We must also be clear that this struggle did not begin recently. It has continued since the very establishment of the capitalist Islamic Republic. Every few years, uprisings have erupted, usually followed by mass arrests, executions, and imprisonment. As the Tehran Bus Workers’ Syndicate stated in a recent statement:
“From Dey 1396 (January 2018) to Aban 1398 (November 2019) and Shahrivar 1401 (September 2022), the oppressed people of Iran have repeatedly taken to the streets to demonstrate that they reject the prevailing economic and political relations and the structures built on exploitation and inequality. These movements have emerged not to restore the past, but to build a future free from the domination of capital – a future grounded in freedom, equality, social justice, and human dignity… We have stated repeatedly – and we reiterate once again – that the path to liberation for workers and the oppressed does not lie in imposing leaders from above, nor in reliance on foreign powers, nor through factions within the ruling establishment. Rather, it lies in unity, solidarity, and the creation of independent organizations in workplaces, communities, and at the national level. We must not allow ourselves to once again become victims of power struggles and the interests of the ruling classes.”
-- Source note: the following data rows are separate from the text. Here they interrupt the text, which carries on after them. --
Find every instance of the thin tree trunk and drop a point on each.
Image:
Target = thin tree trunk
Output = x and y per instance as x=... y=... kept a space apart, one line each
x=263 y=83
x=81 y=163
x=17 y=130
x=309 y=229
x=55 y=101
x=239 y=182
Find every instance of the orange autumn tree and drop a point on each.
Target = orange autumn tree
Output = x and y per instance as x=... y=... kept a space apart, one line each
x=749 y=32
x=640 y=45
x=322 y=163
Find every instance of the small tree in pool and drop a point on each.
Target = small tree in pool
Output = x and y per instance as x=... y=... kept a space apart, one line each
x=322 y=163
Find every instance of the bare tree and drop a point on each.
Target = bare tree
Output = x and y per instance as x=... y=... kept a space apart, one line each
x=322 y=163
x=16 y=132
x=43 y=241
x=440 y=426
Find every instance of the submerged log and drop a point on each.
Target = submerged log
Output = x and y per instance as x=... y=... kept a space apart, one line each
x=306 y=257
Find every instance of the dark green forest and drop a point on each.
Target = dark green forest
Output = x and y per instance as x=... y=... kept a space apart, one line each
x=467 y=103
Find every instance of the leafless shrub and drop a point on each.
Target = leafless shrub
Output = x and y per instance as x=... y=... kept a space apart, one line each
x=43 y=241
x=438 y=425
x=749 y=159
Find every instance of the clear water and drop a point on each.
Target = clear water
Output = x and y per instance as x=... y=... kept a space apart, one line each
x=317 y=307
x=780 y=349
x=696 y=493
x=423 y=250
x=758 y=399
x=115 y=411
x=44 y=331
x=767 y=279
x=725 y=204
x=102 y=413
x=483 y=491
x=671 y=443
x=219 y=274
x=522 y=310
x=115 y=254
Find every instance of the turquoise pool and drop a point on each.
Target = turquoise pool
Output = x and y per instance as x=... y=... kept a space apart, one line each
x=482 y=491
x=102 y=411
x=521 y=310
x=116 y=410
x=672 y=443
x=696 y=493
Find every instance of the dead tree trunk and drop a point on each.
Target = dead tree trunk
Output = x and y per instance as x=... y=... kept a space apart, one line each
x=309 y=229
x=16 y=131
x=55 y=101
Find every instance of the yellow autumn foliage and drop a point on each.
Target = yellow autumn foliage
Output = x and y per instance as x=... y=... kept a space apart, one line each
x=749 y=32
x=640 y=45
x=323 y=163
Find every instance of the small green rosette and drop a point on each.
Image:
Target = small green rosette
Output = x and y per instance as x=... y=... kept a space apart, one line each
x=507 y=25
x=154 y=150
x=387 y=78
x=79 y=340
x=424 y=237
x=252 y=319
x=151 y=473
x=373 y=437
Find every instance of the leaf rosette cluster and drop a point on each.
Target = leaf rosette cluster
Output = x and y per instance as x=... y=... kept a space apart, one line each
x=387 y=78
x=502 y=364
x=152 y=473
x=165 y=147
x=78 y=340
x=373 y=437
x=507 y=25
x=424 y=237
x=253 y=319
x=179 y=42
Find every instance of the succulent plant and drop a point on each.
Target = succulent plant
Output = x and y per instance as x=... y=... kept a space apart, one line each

We must forcefully push back against any hijacking of people’s struggles by right-wing forces. This is not a fight to return to monarchy or any other form of authoritarianism. If people in Iran wanted US or Israeli bombing, they would have staged mass protests during the Israeli and American bombing of Iran in June. No such protests occurred because the vast majority of people know well that US and Israeli intervention would bring only disaster – not real peace or freedom.